Он говорил так славно, что мозг мой залихорадило, и тем же вечером я испросил у настоятеля право все свои свободные часы посвятить изобретению и изготовлению предметов такого свойства. Я тут же придумал сногсшибательные приборы: авторучку, которая текла или брызгалась через каждые пять или десять минут, для писателей, у которых слишком легкое перо; крохотный портативный фонограф с наушником, как в аппаратах для глухих, с костной проводимостью: в самый неожиданный момент вам в ухо кричали что-нибудь вроде: «Да за кого ты себя принимаешь?»; надувную подушечку, которую я назвал «мягкой подушкой сомнения» и которая вдруг вздувалась под головой спящего; зеркало, которое было так искривлено – ну и намучился же я с ним! – что любое человеческое лицо отражалось в нем свиным рылом, и много всякой всячины. Я был страшно увлечен работой – настолько, что не распознавал более дежурных искусителей, а они уж всласть подначивали меня, – как вдруг однажды утром получаю «tu hodie». Первым, кого я увидел, был верзила с голубыми глазами. Он встретил меня с кислой улыбочкой, тут же отрезвившей меня. Я сразу понял и все ребячество своих изысканий, и всю гнусность роли, которую мне предлагали играть. Против всех правил, я пошел к настоятелю и сказал ему, что больше не согласен «изображать беса». Наш настоятель говорил со мной мягко, но строго, может, даже откровенно, а может, просто профессионально. «Сын мой, – заключил он свою речь, – я вижу, что в вас есть неизлечимая потребность понять, и это не позволяет вам оставаться далее в этом доме. Мы будем просить Господа, чтобы он призвал вас к себе другим путем…»

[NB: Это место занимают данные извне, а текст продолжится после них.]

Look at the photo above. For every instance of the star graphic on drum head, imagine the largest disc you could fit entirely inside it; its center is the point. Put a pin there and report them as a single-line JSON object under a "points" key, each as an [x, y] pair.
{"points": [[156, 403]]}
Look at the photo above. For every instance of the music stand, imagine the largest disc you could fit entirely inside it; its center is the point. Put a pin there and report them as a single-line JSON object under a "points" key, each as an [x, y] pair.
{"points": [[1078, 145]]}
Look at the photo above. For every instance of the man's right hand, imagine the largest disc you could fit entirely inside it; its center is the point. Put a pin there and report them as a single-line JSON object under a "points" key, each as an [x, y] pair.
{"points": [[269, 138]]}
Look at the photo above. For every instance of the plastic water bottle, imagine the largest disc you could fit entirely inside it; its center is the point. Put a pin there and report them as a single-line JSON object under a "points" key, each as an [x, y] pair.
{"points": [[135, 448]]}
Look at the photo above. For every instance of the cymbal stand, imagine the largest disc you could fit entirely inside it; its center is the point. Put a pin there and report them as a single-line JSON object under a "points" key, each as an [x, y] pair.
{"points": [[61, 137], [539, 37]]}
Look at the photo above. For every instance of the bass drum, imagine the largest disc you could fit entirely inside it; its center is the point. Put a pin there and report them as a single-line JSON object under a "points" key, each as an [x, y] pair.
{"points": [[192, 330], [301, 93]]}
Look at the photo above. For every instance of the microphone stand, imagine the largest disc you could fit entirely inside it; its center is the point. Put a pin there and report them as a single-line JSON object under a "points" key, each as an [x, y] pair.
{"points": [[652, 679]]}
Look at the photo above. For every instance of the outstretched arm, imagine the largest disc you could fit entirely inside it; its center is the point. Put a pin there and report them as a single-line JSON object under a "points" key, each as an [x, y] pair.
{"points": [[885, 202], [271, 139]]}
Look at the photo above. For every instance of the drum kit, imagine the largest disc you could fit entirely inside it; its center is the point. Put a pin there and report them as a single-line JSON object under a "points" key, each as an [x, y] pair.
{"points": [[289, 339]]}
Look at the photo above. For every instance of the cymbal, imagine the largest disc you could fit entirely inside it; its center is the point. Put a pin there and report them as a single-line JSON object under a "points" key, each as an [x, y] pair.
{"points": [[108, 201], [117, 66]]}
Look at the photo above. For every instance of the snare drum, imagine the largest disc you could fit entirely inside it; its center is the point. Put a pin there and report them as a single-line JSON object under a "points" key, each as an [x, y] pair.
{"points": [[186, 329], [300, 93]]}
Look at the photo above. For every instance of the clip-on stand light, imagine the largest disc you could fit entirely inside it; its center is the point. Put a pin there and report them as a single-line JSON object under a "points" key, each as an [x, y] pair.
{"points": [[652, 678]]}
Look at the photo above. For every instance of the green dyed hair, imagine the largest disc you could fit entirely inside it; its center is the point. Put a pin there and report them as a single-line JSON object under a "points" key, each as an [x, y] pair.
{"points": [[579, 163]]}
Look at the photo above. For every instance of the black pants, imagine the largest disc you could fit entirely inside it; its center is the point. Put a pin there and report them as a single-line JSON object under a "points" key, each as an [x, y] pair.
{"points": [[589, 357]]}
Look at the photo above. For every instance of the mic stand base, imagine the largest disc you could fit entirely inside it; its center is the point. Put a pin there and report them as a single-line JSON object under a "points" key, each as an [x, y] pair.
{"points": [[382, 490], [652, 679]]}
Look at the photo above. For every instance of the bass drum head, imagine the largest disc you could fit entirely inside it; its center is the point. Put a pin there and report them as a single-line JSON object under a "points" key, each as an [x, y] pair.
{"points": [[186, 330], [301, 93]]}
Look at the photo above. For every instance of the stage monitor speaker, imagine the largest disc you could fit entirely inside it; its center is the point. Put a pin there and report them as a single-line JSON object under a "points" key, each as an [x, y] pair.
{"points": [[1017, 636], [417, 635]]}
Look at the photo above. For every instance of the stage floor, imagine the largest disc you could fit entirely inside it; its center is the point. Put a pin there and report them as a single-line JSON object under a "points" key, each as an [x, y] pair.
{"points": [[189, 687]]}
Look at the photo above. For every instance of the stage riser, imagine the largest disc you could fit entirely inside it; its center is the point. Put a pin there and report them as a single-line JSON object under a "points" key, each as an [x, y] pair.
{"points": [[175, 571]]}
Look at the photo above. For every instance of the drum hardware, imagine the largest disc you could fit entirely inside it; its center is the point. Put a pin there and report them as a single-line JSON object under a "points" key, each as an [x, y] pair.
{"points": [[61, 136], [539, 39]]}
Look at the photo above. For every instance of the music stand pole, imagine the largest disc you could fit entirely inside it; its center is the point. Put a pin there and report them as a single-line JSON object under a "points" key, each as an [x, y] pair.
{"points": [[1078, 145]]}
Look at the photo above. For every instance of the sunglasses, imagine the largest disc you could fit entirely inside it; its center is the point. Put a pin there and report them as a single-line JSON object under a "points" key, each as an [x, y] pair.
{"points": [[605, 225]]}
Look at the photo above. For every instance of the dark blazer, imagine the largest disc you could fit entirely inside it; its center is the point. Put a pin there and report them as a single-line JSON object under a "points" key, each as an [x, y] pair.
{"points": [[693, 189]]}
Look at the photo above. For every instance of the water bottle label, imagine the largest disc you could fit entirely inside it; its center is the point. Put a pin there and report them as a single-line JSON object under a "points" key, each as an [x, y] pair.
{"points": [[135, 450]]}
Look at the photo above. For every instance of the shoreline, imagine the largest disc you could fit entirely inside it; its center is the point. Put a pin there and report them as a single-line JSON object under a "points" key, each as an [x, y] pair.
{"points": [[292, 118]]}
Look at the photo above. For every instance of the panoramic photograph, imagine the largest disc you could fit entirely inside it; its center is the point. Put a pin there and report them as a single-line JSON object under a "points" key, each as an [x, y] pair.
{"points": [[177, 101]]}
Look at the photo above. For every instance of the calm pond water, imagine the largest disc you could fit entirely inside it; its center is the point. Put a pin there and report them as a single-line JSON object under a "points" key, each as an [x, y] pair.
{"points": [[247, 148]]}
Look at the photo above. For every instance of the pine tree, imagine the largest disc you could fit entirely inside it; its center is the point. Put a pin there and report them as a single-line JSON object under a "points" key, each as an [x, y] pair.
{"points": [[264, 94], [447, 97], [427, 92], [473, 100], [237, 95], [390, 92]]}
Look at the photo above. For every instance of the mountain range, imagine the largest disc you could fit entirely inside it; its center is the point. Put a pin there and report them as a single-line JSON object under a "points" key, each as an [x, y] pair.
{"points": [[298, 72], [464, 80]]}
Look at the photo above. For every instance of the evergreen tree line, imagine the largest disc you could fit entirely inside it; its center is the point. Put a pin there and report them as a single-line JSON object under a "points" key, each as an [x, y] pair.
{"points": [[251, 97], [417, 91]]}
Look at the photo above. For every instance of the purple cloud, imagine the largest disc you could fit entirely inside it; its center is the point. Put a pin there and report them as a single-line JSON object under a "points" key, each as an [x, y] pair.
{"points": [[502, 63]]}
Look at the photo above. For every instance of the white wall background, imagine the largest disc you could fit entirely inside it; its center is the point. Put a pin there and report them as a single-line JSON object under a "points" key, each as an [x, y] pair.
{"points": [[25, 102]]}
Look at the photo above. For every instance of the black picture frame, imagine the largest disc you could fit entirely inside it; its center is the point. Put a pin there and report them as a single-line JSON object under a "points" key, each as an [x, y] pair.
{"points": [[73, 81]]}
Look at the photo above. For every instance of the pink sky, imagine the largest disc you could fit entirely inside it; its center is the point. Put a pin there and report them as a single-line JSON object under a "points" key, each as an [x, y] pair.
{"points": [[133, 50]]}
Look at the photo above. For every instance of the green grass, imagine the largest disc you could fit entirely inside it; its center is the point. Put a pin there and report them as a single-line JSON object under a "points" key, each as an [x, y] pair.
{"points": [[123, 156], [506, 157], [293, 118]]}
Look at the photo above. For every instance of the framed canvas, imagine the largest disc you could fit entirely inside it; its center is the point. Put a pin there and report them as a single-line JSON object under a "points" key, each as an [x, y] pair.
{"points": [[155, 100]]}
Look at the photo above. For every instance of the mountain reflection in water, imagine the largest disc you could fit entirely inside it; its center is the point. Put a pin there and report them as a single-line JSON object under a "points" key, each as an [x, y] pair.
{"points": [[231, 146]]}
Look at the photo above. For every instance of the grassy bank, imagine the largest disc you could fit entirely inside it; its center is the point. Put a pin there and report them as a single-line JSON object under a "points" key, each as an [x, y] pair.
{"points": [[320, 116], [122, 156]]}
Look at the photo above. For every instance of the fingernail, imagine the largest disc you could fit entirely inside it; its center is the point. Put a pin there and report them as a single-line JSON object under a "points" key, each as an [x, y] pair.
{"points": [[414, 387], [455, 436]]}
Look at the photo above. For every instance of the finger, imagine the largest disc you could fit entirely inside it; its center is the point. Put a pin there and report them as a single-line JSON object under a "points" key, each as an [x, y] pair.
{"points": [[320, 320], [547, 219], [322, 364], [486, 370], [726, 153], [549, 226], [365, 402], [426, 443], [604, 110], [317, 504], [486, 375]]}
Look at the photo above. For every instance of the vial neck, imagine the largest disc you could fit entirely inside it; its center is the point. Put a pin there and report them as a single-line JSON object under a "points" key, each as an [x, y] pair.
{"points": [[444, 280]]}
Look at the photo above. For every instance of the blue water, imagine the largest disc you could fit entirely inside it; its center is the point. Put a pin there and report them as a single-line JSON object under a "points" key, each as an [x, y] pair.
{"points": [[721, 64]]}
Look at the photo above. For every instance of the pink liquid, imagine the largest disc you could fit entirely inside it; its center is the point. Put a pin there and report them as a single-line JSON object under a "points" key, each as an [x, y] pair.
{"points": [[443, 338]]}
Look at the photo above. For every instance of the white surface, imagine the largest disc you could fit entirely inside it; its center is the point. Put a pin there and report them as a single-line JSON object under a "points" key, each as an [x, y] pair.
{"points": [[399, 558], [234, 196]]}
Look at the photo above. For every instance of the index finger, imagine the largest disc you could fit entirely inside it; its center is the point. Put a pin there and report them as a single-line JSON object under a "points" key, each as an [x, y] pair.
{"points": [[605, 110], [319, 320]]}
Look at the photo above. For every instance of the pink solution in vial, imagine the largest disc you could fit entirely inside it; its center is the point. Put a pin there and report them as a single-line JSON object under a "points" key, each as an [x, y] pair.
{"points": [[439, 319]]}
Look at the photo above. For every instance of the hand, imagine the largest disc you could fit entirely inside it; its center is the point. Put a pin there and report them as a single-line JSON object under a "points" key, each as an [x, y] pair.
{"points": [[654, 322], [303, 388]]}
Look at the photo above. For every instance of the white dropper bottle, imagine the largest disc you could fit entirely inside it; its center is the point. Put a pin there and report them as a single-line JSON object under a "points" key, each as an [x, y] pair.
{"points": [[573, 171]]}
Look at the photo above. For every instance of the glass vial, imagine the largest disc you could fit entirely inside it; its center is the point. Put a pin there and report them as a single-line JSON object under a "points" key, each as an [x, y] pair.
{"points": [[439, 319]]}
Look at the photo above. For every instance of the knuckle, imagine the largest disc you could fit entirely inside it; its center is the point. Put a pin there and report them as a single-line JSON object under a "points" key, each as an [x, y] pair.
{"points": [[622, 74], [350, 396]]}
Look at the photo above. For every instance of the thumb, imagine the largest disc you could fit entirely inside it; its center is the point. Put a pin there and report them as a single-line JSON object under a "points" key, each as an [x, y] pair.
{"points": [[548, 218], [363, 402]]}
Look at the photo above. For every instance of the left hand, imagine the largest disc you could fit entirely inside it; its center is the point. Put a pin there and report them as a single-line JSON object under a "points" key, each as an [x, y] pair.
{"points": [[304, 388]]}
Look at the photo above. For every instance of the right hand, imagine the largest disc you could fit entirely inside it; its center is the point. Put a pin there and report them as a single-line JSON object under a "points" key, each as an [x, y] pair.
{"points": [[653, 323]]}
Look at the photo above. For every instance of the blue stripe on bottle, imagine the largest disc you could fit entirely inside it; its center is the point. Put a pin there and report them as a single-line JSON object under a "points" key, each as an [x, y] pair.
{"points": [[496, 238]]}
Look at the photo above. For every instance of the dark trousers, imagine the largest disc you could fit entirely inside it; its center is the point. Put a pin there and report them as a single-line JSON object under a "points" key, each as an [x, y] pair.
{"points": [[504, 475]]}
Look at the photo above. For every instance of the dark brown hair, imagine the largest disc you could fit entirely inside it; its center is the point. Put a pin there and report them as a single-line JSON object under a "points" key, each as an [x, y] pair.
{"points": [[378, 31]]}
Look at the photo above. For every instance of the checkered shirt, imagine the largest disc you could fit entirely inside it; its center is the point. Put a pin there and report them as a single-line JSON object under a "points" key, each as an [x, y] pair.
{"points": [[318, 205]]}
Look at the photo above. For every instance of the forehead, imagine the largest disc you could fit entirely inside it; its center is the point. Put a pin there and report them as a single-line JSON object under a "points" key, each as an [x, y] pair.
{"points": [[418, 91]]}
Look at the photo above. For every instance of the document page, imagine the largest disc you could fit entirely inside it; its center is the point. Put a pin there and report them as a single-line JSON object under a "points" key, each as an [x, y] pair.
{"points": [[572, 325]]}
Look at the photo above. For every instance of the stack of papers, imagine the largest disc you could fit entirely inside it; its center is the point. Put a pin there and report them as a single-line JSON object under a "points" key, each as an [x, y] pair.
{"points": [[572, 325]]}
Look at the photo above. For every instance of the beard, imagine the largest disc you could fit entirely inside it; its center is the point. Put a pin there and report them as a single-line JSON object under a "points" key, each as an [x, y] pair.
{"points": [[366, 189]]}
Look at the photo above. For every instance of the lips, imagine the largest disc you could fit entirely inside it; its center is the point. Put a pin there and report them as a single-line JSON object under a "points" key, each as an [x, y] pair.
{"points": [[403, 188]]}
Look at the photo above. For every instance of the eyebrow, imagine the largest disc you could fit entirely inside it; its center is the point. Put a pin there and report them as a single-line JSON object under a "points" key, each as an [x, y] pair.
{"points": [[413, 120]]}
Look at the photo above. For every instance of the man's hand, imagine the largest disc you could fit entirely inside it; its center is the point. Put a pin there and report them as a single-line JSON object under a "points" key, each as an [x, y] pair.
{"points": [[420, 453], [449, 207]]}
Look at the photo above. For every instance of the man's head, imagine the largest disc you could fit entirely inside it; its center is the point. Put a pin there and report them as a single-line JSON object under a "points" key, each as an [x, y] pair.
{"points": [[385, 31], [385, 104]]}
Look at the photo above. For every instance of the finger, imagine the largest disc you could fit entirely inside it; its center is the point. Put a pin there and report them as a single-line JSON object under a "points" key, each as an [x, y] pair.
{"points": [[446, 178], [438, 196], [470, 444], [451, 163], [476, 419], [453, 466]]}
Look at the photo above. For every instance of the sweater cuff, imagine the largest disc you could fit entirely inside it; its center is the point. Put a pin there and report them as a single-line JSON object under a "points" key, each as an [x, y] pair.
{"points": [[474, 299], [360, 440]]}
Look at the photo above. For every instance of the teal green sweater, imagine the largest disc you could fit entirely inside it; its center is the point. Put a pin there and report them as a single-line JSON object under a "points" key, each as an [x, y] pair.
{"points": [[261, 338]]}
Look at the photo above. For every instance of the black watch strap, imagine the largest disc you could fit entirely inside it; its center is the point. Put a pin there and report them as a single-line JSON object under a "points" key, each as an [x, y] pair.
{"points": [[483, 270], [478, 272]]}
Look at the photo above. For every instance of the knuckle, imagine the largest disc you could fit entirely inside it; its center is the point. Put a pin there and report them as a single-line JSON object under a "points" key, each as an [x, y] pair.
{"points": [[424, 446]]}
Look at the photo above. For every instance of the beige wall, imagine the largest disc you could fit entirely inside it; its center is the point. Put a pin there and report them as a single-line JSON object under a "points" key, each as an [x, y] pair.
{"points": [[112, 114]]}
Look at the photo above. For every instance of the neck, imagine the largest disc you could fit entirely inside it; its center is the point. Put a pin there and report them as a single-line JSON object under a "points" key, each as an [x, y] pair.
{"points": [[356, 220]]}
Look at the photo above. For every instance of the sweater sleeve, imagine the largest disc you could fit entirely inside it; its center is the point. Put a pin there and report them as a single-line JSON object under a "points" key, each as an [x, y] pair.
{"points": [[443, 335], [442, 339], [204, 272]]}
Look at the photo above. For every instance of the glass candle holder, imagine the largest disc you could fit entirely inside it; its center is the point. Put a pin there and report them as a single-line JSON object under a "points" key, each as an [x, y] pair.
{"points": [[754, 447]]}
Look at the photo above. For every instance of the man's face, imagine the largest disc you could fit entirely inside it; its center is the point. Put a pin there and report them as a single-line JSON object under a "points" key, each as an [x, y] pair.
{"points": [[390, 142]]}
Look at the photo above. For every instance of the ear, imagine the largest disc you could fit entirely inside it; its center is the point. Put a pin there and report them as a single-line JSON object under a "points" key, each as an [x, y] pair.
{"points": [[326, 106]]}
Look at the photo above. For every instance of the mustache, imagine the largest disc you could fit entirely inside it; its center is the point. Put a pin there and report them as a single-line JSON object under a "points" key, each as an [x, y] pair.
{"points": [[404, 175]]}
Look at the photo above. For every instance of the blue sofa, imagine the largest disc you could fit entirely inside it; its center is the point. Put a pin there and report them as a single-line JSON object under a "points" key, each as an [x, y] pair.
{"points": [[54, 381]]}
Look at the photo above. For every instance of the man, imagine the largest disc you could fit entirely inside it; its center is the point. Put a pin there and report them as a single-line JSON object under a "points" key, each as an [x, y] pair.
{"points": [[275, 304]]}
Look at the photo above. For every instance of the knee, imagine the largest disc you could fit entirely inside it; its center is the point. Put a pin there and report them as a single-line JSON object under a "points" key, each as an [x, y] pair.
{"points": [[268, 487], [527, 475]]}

В тот же вечер я садился на парижский поезд. Я поступил в этот монастырь под именем брата Петруса. Ушел оттуда, получив сан отца Соголя. Этот псевдоним я и сохранил. Монахи в монастыре прозвали меня так за подмеченную ими особенность моего склада ума, заставлявшую меня опровергать, пусть и наудачу, всякое предложенное утверждение, менять местами причину и следствие, первопричину и результат, суть и случай.